Во имя тебя

Однажды погибла его прошлая жизнь.
Теперь у него было новое имя и новый крест. Пожалуй, ещё тяжелее прежнего. А прежним было, как ему казалось, скука и однообразие от мелькающих, постоянно меняющихся лиц. Теперь же он любил. Чисто и беззаветно.

По утрам его будили её нежные руки. И он таял и безумствовал, растворялся в её дыхании, тонул в изумрудных глазах. Он чувствовал себя счастливым и смешным Но ему было все равно, главное, что она была рядом. Он был счастлив, когда она оставалась на ночь. Он смотрел ,как она спит и нежно целовал её лицо. Утром она подолгу принимала душ, а потом варила на кухне кофе, обернувшись в голубое пушистое полотенце. А потом приносила кофе ему, садилась на краешек кровати и рассказывала приснившийся сон. Он пил кофе ,слушал и смотрел на неё - ослепительно красивую и невероятно желанную. Он хотел слушать её завораживающий голос, касаться её, осязать...Она приводила его в восторг своим женским ароматом. Для него этот запах был особенно сладким, от которого кружилась голова и путались мысли. Она щебетала ему что-то, а он опаздывал на работу потому, что не мог напиться ею - горячей, безумной, желанной. А потом они расставались. Он нырял в метро и мчался на работу, а она… Она просто исчезала.
Куда- он не знал. Она жила своей жизнью, неведомой ему. Он сходил с ума вечерами, когда ждал её. Невыносимо долго тянулись часы ожидания. Но он ждал. Ждал, терпел и плакал. От отчаяния, от бессилия, как ребёнок – горько и безутешно. Он – большой, сильный человек, ощущал свою ничтожность, когда её не было рядом.

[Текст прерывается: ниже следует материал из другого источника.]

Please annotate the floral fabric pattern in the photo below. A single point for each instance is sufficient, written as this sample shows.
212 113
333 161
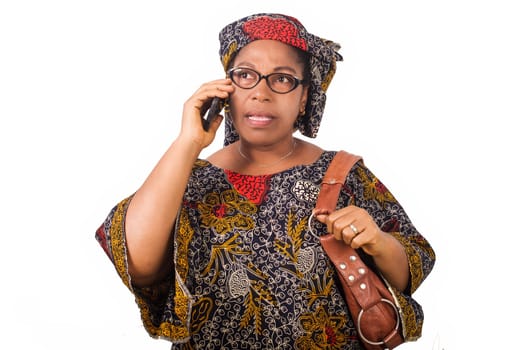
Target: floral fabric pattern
248 274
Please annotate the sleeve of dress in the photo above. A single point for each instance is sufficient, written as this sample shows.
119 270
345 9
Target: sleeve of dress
366 191
164 307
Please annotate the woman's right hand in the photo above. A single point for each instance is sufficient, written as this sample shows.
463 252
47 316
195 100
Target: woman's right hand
193 112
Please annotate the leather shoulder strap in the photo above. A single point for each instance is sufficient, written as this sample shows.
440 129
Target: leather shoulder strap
333 180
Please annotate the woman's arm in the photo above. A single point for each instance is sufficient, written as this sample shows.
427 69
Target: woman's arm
153 209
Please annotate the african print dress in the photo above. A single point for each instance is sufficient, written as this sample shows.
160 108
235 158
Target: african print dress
248 272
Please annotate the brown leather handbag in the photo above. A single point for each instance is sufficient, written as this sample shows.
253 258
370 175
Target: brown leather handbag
371 303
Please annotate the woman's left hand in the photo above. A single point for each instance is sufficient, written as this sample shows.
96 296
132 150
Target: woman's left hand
356 228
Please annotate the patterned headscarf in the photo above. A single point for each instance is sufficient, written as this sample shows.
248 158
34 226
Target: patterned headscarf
288 30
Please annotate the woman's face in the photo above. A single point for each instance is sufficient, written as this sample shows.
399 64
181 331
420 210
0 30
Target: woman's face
260 115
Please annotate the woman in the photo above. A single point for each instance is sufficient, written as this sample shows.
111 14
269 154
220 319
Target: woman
218 252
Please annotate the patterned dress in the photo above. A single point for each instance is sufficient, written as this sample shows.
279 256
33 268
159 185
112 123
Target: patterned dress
250 275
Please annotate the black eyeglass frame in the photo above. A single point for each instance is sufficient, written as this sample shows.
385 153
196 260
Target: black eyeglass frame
297 80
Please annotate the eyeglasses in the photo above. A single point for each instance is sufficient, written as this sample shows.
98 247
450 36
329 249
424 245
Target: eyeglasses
247 78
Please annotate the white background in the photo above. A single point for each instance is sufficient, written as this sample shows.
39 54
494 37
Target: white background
91 92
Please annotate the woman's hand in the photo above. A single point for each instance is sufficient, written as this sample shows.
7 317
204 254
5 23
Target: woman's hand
195 108
357 228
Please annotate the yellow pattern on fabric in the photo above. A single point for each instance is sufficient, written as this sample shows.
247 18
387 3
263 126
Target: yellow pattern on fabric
295 232
253 303
119 253
322 331
118 246
223 252
226 210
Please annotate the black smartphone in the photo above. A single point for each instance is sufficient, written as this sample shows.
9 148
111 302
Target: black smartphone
216 106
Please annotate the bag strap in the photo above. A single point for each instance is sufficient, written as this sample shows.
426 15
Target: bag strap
333 181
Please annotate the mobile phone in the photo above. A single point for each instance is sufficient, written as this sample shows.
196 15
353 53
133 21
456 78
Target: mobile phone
216 106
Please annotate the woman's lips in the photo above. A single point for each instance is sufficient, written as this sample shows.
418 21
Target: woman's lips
259 120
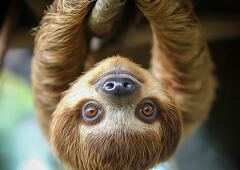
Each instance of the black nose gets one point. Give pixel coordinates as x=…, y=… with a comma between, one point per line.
x=119, y=86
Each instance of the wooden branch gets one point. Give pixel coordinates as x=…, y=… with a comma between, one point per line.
x=104, y=15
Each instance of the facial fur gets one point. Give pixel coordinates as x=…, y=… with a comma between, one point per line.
x=120, y=136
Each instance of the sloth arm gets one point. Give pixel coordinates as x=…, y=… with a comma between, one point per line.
x=59, y=54
x=180, y=57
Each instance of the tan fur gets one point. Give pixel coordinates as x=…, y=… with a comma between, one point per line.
x=180, y=81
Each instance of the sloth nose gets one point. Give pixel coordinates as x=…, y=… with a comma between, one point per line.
x=119, y=86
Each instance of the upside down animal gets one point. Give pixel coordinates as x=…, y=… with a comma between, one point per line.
x=117, y=115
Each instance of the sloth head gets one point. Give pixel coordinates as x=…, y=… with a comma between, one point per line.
x=115, y=116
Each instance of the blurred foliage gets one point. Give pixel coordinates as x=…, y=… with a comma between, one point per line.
x=22, y=145
x=13, y=92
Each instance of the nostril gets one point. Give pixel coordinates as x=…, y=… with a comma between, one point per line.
x=119, y=86
x=109, y=85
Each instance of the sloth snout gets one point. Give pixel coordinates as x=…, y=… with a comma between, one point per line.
x=119, y=86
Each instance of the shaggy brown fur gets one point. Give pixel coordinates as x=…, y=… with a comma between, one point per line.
x=180, y=82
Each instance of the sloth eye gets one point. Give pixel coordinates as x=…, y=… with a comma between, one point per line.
x=91, y=111
x=147, y=111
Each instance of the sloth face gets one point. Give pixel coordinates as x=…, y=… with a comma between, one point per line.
x=116, y=116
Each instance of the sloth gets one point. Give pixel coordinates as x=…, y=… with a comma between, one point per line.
x=118, y=115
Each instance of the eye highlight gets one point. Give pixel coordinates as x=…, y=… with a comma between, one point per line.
x=147, y=111
x=92, y=112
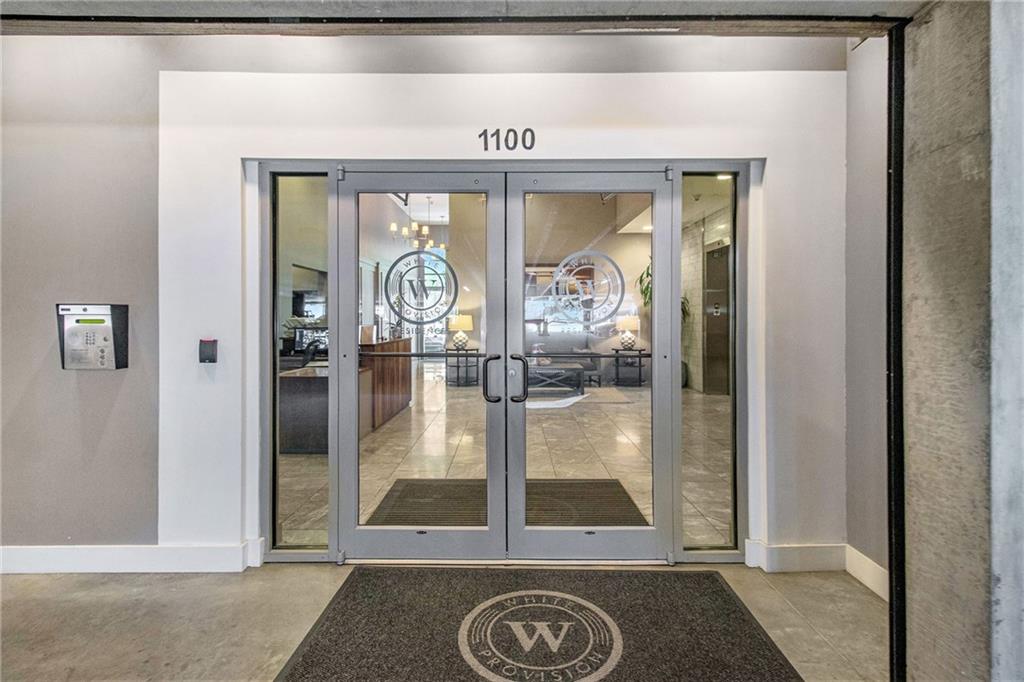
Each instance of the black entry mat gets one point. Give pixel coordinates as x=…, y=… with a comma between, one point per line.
x=549, y=502
x=413, y=625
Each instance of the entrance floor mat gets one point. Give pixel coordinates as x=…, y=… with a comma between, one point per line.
x=420, y=625
x=549, y=502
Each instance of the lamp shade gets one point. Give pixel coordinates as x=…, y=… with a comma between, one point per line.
x=629, y=324
x=461, y=324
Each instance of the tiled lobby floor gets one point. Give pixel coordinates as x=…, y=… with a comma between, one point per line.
x=245, y=626
x=604, y=435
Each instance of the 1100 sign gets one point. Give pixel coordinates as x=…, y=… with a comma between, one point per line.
x=507, y=139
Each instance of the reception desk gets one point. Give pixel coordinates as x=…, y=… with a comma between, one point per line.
x=392, y=378
x=303, y=403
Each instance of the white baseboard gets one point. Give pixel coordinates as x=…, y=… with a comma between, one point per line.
x=868, y=572
x=254, y=552
x=126, y=558
x=786, y=558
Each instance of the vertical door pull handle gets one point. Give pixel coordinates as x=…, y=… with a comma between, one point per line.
x=525, y=379
x=486, y=391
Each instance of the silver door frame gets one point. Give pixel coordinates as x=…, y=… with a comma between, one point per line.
x=611, y=543
x=366, y=542
x=674, y=168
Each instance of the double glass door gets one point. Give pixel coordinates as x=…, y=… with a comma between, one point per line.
x=504, y=377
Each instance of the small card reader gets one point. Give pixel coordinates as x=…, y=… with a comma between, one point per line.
x=207, y=350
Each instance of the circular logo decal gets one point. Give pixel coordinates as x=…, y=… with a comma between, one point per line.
x=421, y=287
x=588, y=287
x=539, y=635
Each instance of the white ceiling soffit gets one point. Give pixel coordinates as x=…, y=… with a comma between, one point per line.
x=456, y=16
x=425, y=209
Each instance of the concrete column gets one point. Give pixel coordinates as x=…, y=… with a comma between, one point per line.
x=1008, y=339
x=946, y=332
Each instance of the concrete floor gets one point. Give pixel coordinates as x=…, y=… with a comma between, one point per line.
x=607, y=434
x=245, y=626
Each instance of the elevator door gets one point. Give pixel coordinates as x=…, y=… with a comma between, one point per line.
x=717, y=321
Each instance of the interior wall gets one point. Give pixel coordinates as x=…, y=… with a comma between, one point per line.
x=353, y=116
x=946, y=322
x=866, y=188
x=80, y=167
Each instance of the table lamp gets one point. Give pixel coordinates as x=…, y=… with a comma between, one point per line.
x=460, y=325
x=627, y=325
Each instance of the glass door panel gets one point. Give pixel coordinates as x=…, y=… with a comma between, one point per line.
x=422, y=386
x=708, y=392
x=300, y=471
x=584, y=373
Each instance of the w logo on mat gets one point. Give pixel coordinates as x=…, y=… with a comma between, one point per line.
x=540, y=630
x=501, y=638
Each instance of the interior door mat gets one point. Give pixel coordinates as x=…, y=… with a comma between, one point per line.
x=549, y=502
x=412, y=625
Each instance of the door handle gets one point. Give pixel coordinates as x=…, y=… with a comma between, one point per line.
x=525, y=379
x=486, y=392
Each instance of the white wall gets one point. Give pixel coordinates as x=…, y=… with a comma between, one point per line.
x=866, y=183
x=209, y=122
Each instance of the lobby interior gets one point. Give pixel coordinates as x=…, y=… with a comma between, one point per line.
x=135, y=544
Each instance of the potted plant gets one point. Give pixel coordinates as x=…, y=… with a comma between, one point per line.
x=645, y=285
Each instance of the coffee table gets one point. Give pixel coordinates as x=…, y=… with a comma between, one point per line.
x=557, y=377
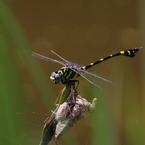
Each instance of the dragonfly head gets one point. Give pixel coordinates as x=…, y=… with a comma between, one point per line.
x=56, y=77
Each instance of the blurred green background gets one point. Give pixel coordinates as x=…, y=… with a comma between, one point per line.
x=80, y=31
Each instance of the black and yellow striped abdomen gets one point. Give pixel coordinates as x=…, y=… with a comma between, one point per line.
x=129, y=53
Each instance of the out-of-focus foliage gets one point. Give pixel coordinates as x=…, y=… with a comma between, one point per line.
x=80, y=31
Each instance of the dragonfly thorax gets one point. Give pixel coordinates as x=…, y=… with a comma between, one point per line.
x=56, y=77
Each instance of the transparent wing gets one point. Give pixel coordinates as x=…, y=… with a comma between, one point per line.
x=75, y=67
x=47, y=58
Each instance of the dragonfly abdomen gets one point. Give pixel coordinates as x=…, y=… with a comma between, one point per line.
x=129, y=53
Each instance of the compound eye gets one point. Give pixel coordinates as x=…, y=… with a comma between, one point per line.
x=55, y=77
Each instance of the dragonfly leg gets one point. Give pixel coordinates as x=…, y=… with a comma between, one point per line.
x=72, y=103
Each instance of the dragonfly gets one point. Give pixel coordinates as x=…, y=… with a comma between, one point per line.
x=71, y=70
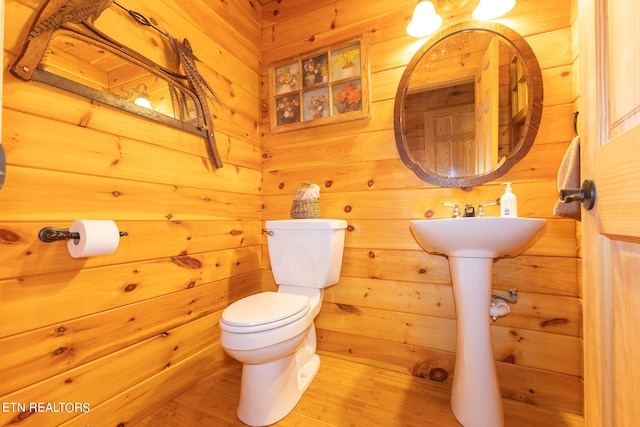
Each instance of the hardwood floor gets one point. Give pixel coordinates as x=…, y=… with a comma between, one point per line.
x=343, y=394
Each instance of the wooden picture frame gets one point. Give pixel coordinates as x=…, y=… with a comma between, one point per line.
x=326, y=86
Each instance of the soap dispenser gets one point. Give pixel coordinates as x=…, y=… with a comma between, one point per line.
x=508, y=202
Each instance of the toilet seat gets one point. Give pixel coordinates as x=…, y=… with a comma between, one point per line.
x=263, y=311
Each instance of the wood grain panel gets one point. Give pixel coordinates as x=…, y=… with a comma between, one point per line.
x=389, y=286
x=114, y=373
x=126, y=332
x=55, y=348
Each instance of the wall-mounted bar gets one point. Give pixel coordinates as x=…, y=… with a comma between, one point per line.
x=52, y=234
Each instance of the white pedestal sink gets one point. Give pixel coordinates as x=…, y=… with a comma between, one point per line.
x=471, y=245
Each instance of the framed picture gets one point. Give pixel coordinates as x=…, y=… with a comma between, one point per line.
x=322, y=87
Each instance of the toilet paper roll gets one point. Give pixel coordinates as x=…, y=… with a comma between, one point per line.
x=97, y=237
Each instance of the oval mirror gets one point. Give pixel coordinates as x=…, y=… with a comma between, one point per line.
x=468, y=105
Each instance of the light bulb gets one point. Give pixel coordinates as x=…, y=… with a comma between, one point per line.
x=425, y=20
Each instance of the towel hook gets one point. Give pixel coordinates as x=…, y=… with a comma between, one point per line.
x=586, y=194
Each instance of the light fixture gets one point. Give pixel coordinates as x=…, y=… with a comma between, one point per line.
x=425, y=20
x=490, y=9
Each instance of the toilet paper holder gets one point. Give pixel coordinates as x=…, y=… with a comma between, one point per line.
x=52, y=234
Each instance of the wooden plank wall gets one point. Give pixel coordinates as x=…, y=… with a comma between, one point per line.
x=122, y=334
x=393, y=306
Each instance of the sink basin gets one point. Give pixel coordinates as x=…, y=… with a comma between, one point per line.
x=478, y=237
x=471, y=244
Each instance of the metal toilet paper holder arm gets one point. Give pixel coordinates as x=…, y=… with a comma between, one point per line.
x=52, y=234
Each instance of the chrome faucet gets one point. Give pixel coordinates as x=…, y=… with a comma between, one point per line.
x=483, y=204
x=456, y=210
x=469, y=210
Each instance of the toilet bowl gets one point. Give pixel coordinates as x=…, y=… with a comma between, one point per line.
x=273, y=333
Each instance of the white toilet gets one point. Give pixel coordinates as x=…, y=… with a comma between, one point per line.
x=273, y=333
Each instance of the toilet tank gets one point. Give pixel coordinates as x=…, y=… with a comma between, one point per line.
x=306, y=252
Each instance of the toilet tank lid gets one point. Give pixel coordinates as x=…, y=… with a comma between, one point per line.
x=306, y=224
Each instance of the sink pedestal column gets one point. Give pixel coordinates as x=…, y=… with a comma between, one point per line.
x=475, y=395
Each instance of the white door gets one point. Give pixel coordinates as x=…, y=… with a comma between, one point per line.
x=610, y=154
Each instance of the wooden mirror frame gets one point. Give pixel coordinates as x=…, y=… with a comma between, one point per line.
x=72, y=19
x=531, y=124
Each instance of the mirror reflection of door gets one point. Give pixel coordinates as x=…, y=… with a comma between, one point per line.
x=487, y=108
x=485, y=67
x=450, y=140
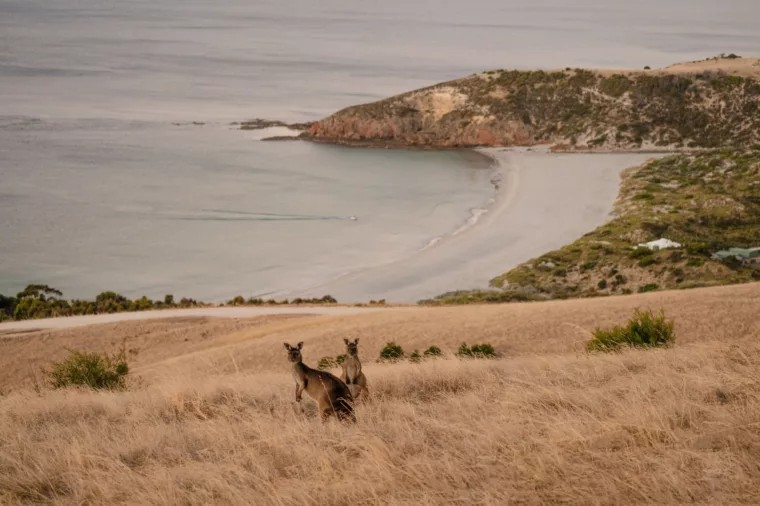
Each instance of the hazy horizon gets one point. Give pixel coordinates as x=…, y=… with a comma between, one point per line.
x=99, y=189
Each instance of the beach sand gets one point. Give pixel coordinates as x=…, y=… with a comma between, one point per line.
x=544, y=201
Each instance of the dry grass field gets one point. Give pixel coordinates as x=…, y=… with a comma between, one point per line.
x=210, y=417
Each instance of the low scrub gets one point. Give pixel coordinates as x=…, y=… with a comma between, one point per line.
x=98, y=371
x=476, y=351
x=433, y=351
x=480, y=297
x=392, y=351
x=330, y=363
x=644, y=330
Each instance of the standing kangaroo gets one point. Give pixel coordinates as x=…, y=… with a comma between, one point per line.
x=332, y=395
x=352, y=370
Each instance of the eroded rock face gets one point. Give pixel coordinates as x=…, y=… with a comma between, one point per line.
x=572, y=109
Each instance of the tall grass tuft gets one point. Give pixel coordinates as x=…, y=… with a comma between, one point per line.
x=92, y=370
x=643, y=330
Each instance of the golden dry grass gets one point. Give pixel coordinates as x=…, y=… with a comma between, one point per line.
x=545, y=424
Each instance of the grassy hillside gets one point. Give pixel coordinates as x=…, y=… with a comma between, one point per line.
x=706, y=202
x=693, y=106
x=213, y=420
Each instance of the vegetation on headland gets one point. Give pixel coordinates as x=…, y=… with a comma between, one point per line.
x=43, y=301
x=258, y=124
x=706, y=202
x=574, y=109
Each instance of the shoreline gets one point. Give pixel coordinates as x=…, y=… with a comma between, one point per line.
x=500, y=197
x=545, y=201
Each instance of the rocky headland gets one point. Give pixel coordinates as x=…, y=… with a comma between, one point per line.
x=706, y=104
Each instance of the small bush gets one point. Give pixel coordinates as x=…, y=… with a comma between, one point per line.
x=644, y=329
x=433, y=351
x=640, y=253
x=476, y=351
x=392, y=351
x=326, y=363
x=93, y=370
x=695, y=262
x=698, y=248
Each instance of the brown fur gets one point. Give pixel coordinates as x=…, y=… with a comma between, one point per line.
x=332, y=395
x=352, y=370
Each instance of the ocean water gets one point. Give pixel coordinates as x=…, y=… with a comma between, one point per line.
x=105, y=182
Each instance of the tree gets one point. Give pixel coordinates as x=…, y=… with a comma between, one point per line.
x=39, y=292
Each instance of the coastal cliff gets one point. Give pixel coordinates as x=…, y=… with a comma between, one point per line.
x=714, y=103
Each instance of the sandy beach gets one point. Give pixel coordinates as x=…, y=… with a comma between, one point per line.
x=544, y=201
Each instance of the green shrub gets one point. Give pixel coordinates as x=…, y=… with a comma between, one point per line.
x=392, y=351
x=644, y=329
x=698, y=248
x=639, y=253
x=695, y=262
x=433, y=351
x=93, y=370
x=476, y=351
x=325, y=363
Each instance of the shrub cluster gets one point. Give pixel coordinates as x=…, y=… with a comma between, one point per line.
x=644, y=329
x=239, y=300
x=92, y=370
x=330, y=363
x=43, y=301
x=476, y=351
x=480, y=297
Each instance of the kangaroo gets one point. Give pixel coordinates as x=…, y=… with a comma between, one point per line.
x=332, y=395
x=352, y=370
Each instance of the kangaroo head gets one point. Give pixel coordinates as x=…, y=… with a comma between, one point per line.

И она приходила. И снова жизнь обретала смысл. Она была его воздухом, водой, солнцем. Она была всем для него, единственной королевой его собственного безумного мира.
Она подходила к нему и обвивала его крепкую шею руками, её красивые влажные глаза пронзали его насквозь. Она стояла так близко и так откровенно смотрела прямо в глаза, что все вокруг прекращало существовать, становилось ничтожным и незначительным. Только она. И она отдавала ему себя без остатка.

Она звала его Глупышом. Его гордость не ужилась бы с этой нелепой кличкой, если бы её не вытеснило слепое, всесильное, всепоглащающее чувство, и он был счастлив просто слышать её грудной бархатный голос, что бы она не произносила. Это имя его не обижало, ведь она называла его так любя. Он верил, что она любит его. Иначе, зачем бы она возвращалась к нему каждый раз? В его дом, в его постель, в его душу. Она так искренне плакала и смеялась, когда была рядом, ему казалось - она настоящая с ним. Он чувствовал, что в своём мире она была другой. Суетная, грязная жизнь большого города делала её чужой...Обрывки телефонных разговоров, сталь в голосе. А иногда он вовсе не узнавал её. В родных глазах вдруг появлялось что-то холодное и острое. В те мгновения перед ним была совершенно другая женщина: гордая, расчётливая, циничная. И чертовски красивая. А ещё одинокая. Так ему порой казалось.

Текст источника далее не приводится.